The kittens are at Greg Kucera Gallery. Takamori's sleeping women are at James Harris Gallery two blocks away. Both artists are Seattle-based. Wicklander was born in Puyallup, land on the edge of a million wood-carvers, in 1952. Takamori was born in 1950 in Japan, the son of a gynecologist. I wonder what Takamori would make of a comment Wicklander made at his gallery talk earlier this month. "Back in Chicago, where I went to school, they really get objects," Wicklander said. "When I show there, they appreciate it." I also wonder what Lorraine and Howard Barlow would make of that.

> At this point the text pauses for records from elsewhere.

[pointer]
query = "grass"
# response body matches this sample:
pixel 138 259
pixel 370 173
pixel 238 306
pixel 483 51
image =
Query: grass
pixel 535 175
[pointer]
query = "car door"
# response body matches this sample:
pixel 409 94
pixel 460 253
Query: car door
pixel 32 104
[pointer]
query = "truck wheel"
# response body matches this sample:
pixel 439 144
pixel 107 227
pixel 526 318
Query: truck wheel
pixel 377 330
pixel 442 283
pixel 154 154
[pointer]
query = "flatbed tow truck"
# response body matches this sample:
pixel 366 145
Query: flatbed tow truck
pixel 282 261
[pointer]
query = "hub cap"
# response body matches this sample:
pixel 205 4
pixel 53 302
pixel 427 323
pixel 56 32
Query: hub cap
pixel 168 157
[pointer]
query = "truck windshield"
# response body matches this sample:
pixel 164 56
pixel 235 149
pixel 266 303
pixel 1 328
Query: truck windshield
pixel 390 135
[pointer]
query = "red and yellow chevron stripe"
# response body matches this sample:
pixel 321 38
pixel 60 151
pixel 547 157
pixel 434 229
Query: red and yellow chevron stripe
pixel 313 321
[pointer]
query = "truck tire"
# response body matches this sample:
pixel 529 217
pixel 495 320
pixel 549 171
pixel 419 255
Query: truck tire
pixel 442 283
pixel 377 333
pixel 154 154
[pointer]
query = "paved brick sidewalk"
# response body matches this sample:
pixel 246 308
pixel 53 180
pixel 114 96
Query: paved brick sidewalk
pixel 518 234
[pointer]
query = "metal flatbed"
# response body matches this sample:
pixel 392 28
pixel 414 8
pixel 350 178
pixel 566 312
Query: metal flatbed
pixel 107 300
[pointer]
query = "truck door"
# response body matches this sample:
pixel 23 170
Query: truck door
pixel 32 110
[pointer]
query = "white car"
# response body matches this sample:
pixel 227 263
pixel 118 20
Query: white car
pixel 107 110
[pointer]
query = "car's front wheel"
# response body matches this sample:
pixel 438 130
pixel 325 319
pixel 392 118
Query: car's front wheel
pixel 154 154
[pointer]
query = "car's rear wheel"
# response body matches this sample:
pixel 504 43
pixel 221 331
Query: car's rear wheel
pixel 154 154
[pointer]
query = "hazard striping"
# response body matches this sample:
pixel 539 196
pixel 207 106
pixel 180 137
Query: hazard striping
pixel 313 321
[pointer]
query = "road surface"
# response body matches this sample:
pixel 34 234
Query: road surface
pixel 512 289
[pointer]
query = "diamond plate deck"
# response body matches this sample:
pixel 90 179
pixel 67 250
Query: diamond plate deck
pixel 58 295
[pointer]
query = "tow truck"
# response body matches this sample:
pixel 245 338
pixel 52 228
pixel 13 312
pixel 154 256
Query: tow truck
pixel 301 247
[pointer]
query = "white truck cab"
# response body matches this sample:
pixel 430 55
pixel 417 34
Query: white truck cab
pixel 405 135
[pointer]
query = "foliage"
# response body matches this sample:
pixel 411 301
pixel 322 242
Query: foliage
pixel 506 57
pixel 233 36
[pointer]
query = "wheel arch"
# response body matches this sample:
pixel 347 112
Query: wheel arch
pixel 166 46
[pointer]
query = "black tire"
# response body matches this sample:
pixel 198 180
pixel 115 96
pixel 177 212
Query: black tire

The Barlows—based in rural Thorp, Washington, where he teaches sculpture and she got her graduate degree at Central Washington University—are showing their own objects in spitting distance from the kittens and the women. The Barlows are a married couple in their 30s with small children, all their parents still alive and healthy. They're "in the prime of life," as Howard put it. To mark it, they've made objects for their deaths.
The art would be unbearably romantic if it weren't also morbid. He made her a wall "quilt" of emptied red bullet casings he filled with handwritten memories about her and bits of her wedding dress. Down the middle of the grid, there's a spine of casings that are marked with white x's and o's. These contain 21 wishes that she's written, to be shot out during a 21-gun salute Howard will arrange for her memorial.
Lying on the floor is an effigy of Howard. Based on a plaster casting, it's his measurements exactly, stiff arms crossed over the chest in burial position. The cast is unseen, encased in a shroud Lorraine knitted in baby- alpaca wool. A line, or spine, runs down its front: "xoxoxoxo" from head to toe. On the back, Howard says, there is an opening where his body will be inserted after his death, then the shroud will be tied closed. Ideally, Lorraine's hands would be the ones tying the shroud and Howard's hands would be the ones loading the gun, but in real life, somebody will have to go first. The other body will be left behind with just the bodies of objects.
Takamori is at James Harris Gallery, Wicklander is at Greg Kucera Gallery, and the Barlows are at Punch Gallery, all through March 30.